Bisnis.com, JAKARTA - Harga komoditas batu bara mencatatkan pelemahan selama empat hari berturut-turut. Sedangkan harga crude palm oil (CPO) terus melanjutkan penguatannya di tengah ketegangan di Laut Merah.
Berdasarkan data Bloomberg, harga batu bara ICE Newcastle kontrak Januari 2024 pada perdagangan Selasa (19/12/2023) melemah -0,71% atau -1 poin ke level US$140,25 per metrik ton. Adapun, kontrak untuk Februari 2024 ditutup melemah -0,73% atau -1 poin ke level US$136,25 per metrik ton.
Mengutip Energyworld, Rabu (20/12) Menteri Lingkungan Hidup India Bhupender Yadav pada Selasa (19/12) mengatakan bahwa India, yang kini menyumbang lebih dari 10% produksi batu bara global, berkomitmen untuk memenuhi kebutuhan energi masyarakatnya dan bergantung pada tenaga batu bara hingga negaranya mencapai status negara maju.
“Sementara kita meningkatkan kapasitas energi terbarukan kita, kita juga harus bergantung pada tenaga batu bara sampai kita mencapai tujuan india yang maju,” jelasnya dalam konferensi pers.
Kemudian, ia juga mengatakan bahwa India menolak tekanan dari negara-negara maju untuk mengakhiri penggunaan bahan bakar fosil pada konferensi iklim PBB.

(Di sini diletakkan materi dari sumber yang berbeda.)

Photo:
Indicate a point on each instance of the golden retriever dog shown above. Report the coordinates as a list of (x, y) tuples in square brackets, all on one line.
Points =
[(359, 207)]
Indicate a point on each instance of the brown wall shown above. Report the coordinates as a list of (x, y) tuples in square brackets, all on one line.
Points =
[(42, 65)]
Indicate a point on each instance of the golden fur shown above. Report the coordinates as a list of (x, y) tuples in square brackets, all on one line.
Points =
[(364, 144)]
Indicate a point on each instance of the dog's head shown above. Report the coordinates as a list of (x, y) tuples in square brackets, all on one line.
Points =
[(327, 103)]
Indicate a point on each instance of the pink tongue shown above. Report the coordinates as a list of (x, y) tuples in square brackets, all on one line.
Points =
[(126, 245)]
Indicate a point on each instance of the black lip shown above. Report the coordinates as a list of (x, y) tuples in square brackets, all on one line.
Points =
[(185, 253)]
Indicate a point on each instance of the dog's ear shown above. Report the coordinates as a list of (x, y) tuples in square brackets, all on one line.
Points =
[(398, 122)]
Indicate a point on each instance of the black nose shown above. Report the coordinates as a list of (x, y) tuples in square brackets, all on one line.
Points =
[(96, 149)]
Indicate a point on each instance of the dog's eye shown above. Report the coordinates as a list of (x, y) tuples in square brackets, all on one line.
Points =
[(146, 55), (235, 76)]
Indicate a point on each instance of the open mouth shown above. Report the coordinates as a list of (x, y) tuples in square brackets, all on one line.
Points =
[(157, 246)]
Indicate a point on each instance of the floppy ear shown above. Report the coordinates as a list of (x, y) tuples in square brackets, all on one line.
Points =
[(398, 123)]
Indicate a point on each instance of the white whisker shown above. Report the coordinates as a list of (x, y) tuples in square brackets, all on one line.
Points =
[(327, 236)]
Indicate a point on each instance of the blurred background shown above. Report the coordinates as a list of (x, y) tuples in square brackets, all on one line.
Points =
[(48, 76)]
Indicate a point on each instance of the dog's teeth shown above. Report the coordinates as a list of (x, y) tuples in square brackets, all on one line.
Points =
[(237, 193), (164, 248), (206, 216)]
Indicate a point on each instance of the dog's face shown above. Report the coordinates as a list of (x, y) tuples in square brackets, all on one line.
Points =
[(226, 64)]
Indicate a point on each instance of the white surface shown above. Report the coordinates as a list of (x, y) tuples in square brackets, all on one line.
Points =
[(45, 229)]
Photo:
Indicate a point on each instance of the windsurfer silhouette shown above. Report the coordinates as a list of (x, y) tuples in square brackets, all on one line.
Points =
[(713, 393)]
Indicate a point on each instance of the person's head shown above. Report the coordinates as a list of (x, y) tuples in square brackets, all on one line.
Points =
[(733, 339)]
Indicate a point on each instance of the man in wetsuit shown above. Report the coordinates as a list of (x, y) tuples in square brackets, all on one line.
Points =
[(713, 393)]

Untuk diketahui, India bergantung pada batu bara sekitar 70% untuk pembangkit listriknya, dan berencana untuk menambah kapasitas pembangkit listrik berbasis batu bara sebesar 17 gigawatt dalam 16 bulan kedepan.
Baca Juga
Mengutip Coal Mint, mpor batu bara India mengalami penurunan sebesar 14% pada 1-15 Desember 2023 menjadi 9,36 juta ton metrik ton, jika dibandingkan pada paruh pertama bulan sebelumnya yang sebesar 10,84 metrik ton.
Berdasarkan catatan Bisnis, Komisi Eropa pada Senin (18/12) mengatakan bahwa negara-negara Uni Eropa (UE) kini mengalami keterlambatan dalam memenuhi target perubahan iklim. Ia berpendapat bahwa tanpa kebijakan pengurangan emisi yang kuat, Uni Eropa dapat kehilangan tujuan tersebut.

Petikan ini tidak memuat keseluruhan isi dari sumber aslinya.